Currently GP’s locate where they want, and that has meant that certain areas may not get the same level of healthcare that they need, because not enough GP’s are locating in these areas. ”Unfortunately in areas that need healthcare the most, they’re the areas that are least likely to have it at the moment. At no level, either HSE or the Department of Health level, is the responsibility taken for insuring primary care services are available… The areas where there is the greatest health need are the lowest socio economic areas of predominantly low income, and there’s a very close correlation between poor health and low socio economic background. It’s called the social determinants of health.”
“We believe that as a country we can do much better in relation to health care provision.”
TD Shortall expressed criticism towards the HSE in regards to the uneven dispersion of health care services: “I was a minister in the department of health for a short period from 2011 to 2012 and at that point I was able to secure €20 million for employing additional primary care staff. That €20 million would have allowed 300 additional staff. We did a lot of work to identify where those staff are most needed and we planned out how we were going to allocate them. Unfortunately, the then Minister for Health pulled the plug on the budget so we weren’t able to go ahead with that. I think it’s really important that we know where staff are employed. That’s a very basic thing.
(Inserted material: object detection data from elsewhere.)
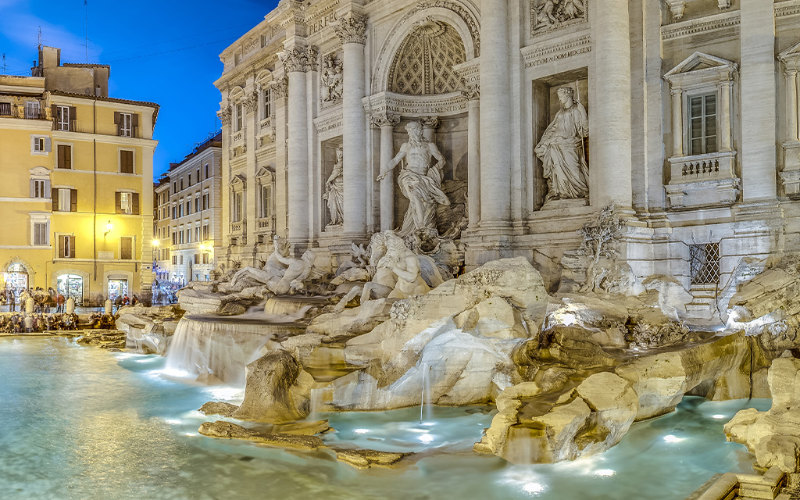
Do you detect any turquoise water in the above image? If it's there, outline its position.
[0,338,769,500]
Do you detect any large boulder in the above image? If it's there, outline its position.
[475,372,638,463]
[725,358,800,473]
[232,350,314,423]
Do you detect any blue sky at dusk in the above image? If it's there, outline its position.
[0,0,278,177]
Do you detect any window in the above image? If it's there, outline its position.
[58,234,75,259]
[115,191,139,215]
[234,103,244,132]
[259,185,272,218]
[119,149,133,174]
[31,179,50,198]
[51,188,78,212]
[688,93,717,155]
[114,112,134,137]
[119,236,133,260]
[25,101,41,120]
[56,144,72,169]
[33,222,50,246]
[55,106,75,132]
[261,89,272,120]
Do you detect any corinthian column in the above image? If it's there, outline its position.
[280,47,309,245]
[371,113,400,231]
[480,0,512,227]
[589,0,632,209]
[335,12,370,238]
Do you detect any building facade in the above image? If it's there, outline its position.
[215,0,800,320]
[0,47,159,304]
[155,133,222,285]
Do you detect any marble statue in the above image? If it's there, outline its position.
[320,54,342,103]
[336,230,430,311]
[534,87,589,202]
[322,146,344,226]
[378,122,450,238]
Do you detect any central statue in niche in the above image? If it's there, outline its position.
[378,122,450,237]
[534,87,589,203]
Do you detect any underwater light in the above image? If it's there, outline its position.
[522,483,544,494]
[594,469,617,477]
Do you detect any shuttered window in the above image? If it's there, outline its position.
[119,150,133,174]
[57,144,72,169]
[119,236,133,260]
[33,222,50,245]
[58,234,75,259]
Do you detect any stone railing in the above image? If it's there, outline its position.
[231,129,244,145]
[669,151,736,184]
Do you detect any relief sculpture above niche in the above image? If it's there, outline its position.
[531,0,589,36]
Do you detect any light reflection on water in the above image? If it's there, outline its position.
[0,339,769,500]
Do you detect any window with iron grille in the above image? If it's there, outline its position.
[689,243,719,285]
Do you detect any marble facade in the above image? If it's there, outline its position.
[215,0,800,315]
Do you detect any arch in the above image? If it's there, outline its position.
[371,0,480,94]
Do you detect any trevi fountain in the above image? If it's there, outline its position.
[7,0,800,500]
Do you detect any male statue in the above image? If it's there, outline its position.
[534,87,589,202]
[378,122,450,238]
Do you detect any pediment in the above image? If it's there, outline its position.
[664,52,737,79]
[778,42,800,65]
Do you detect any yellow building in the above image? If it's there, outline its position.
[0,47,159,305]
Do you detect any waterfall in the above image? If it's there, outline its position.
[164,317,288,387]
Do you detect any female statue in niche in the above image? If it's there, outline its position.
[534,87,589,203]
[378,122,450,238]
[322,146,344,226]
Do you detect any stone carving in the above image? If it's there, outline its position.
[389,19,466,95]
[333,12,367,45]
[531,0,587,34]
[322,146,344,226]
[336,230,430,311]
[378,122,450,237]
[320,54,342,104]
[579,205,626,293]
[534,87,589,202]
[278,47,317,73]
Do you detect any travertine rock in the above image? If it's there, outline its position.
[725,358,800,473]
[232,350,314,423]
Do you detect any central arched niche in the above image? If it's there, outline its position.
[387,19,466,95]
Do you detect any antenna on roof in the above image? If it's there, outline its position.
[83,0,89,64]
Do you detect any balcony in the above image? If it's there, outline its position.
[231,220,247,234]
[666,151,740,209]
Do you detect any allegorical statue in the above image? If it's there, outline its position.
[322,147,344,226]
[534,87,589,201]
[378,122,450,237]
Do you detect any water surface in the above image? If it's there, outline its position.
[0,338,769,500]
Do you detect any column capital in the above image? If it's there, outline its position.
[333,12,367,45]
[278,46,319,73]
[369,112,400,128]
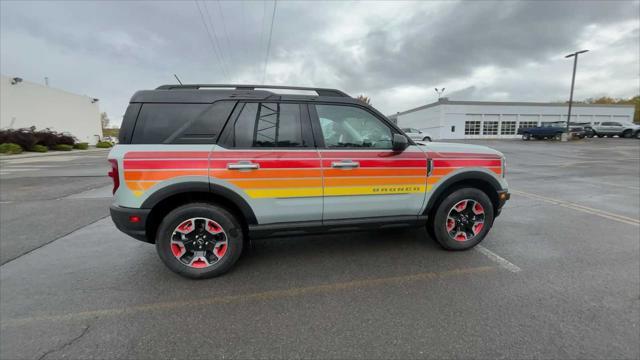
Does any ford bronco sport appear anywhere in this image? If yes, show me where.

But the HSE doesn’t know where their staff are employed and they can’t tell you what the ratio is of population to staff are in different areas.”
In regards to how an even dispersion can be implemented, TD Shortall explained that she had commissioned a study into this for the allocation of the 300 additional staff. The study involved querying health offices for lists of staff and then comparing that to the population in that area. Certain factors were weighted in the study, such as older people, and socio economic disadvantage. “There was a hugely wide variation in ratios of staff. So there’s no rational resource allocation approach within the HSE, and that’s a key thing as far as I’m concerned.”
TD Shortall expressed a concern towards over usage or unnecessary prescription of pharmaceuticals, especially in regards to mental health: “GP’s very often prescribe medication for somebody, when there are better strategies, but those services are not available. I’m thinking particularly in relation to mental health services. A GP very often, because he/she is under pressure they will give a prescription for benzodiazepines when a person is stressed. Instead of that, it would be much better if there was access to a counselling service. So in some ways I would say, we need to de-medicalise our health service and bring it down to the lowest level in terms of supports that people need.”
The proposed reform seems to be very much data oriented, and as stressed in The Social Democrats’ manifesto, an emphasis on transparency through public data would be characteristic of such a policy change. It would be a very large shift from our current system, which seems to always be under scrutiny and criticised on either tier.